Higher-education institutions were also turned into places to persecute faculty, staff, and students who practiced Falun Gong. Since 1999, at Tsinghua University alone, more than 300 professors, instructors, graduate students, and undergraduate students have been detained for their faith in Falun Gong. Among them, many were fired or expelled by the school and even sent to labor camps.
Based on information collected by Minghui, at least 72 teachers, staffers, and students across China lost their lives to the persecution. The youngest one was 17-year-old Ms. Chen Ying from Shuren High School in Jiamusi City, Heilongjiang Province. The oldest one was Mr. Zhou Jingsen, a 68-year-old professor from the Harbin School of Management (currently part of Harbin Institute of Technology in Heilongjiang Province).
Because of her loyalty to Jiang, Chen was promoted as State Councilor in 2003. When visiting Tanzania in July 2004, she was served notice of a lawsuit filed against her by Falun Gong practitioners for causing torture and killing of practitioners in China’s education system. Chen was summoned to appear in court and she was also the first official who appeared in court for their role in the persecution of Falun Gong.
A Moral Swamp
Because of the money-driven education system and the suppression of traditional values such as Falun Gong’s principles of Truthfulness-Compassion-Forbearance, the education quality deteriorated dramatically in China. An article from Shenzhen Daily in 2002 revealed at least 500,000 people were using fake diplomas. “In one hour, and for about 38 dollars, you can get a false university degree in China,” wrote a 2009 UNESCO article.
Some estimate that 5-10% of the diplomas in China are fake nowadays. Besides diplomas, there is also other types of services. Paid ghostwriters could help write undergraduate theses, graduate dissertations, research papers, and other documentation needed.
Teaching, a once well-respected profession is now seriously polluted. Authorities in the Nantong City of Jiangsu Province found 85 school principals guilty of misconduct between 2007 and 2009. Together they took a bribe of over 30 million yuan.
In addition to polarization and bribery, sexual assault against students, including minors, also happened in many schools. Some school teachers and principals were found to be pedophiles. For example, a third-grader student in Shandong Province was raped by her teacher in April 2016. She was only 10. Some victims also became pregnant after being raped. There was one teacher who killed a student when she firmly refused to be raped.
The Hope of Our Society
During numerous political campaigns in the past few decades, the CCP has killed innocent lives, destroyed traditional Chinese culture, and suppressed the democratic movement. It has also corrupted the education system while inciting hatred against traditional values such as Falun Gong’s principles of Truthfulness-Compassion-Forbearance.
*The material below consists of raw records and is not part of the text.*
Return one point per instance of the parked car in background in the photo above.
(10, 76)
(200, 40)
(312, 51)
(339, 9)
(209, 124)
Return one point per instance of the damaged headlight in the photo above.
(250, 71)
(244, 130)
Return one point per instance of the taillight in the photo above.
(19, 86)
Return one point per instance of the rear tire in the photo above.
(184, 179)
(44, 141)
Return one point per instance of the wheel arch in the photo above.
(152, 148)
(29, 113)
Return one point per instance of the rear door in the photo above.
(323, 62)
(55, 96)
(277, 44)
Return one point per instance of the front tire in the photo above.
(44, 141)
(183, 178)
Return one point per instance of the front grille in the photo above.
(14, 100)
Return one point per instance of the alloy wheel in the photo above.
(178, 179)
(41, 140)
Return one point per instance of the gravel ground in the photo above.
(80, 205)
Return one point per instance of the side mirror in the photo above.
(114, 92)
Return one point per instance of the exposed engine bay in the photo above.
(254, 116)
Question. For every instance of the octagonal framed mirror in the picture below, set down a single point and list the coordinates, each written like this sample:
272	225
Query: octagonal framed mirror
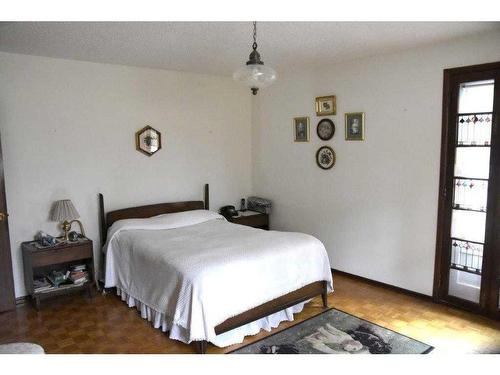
148	140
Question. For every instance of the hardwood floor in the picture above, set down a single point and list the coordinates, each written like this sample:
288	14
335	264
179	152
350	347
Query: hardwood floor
104	324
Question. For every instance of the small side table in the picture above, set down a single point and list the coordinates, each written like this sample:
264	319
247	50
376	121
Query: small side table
41	261
251	219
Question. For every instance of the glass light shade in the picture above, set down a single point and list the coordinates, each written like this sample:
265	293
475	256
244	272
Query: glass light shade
255	75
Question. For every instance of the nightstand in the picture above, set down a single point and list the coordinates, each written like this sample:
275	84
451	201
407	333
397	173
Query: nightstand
251	219
41	261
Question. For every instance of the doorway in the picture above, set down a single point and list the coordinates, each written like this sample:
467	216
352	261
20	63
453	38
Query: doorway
467	267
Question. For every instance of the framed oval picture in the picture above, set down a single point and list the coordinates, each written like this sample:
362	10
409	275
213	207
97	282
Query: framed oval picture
325	129
325	157
148	140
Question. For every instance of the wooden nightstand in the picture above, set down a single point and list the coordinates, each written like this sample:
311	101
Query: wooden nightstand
41	261
252	219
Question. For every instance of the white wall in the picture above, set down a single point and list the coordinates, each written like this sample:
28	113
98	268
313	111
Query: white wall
68	128
376	210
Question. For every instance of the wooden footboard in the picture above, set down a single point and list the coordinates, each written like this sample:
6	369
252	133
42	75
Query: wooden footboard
300	295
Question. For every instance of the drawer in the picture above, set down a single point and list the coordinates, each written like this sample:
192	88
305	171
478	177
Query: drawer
252	220
63	255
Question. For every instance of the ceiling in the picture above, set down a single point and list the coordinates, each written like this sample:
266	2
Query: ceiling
220	47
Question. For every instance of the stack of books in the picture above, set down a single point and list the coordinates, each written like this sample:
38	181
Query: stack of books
78	274
41	284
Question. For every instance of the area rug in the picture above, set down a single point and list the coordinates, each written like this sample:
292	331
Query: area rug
335	332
The consequences are grave because, without a trustworthy education system and moral standards, Chinese society will head towards a path of no return. Many Chinese citizens are also worried. After the Ministry of Education published the “Code of Conduct for Graduate Advisers” in 2020, many were surprised to see one of the requirements is “no sexual harassment against graduate students.” One netizen wrote, “It is ironic that such basic moral standards have become a code of conduct for graduate advisers.” Another replied, “The CCP is atheistic and does not believe in cause-effect retribution. So there is no use no matter how long the code of conduct list is.”
Jiang Zemin has died and it is time to reflect on how his tenure, as well as that of Chen Zhili, has affected the Chinese education system. By learning from lessons, we can reject the CCP, and embrace traditional values and the common good to get back on track.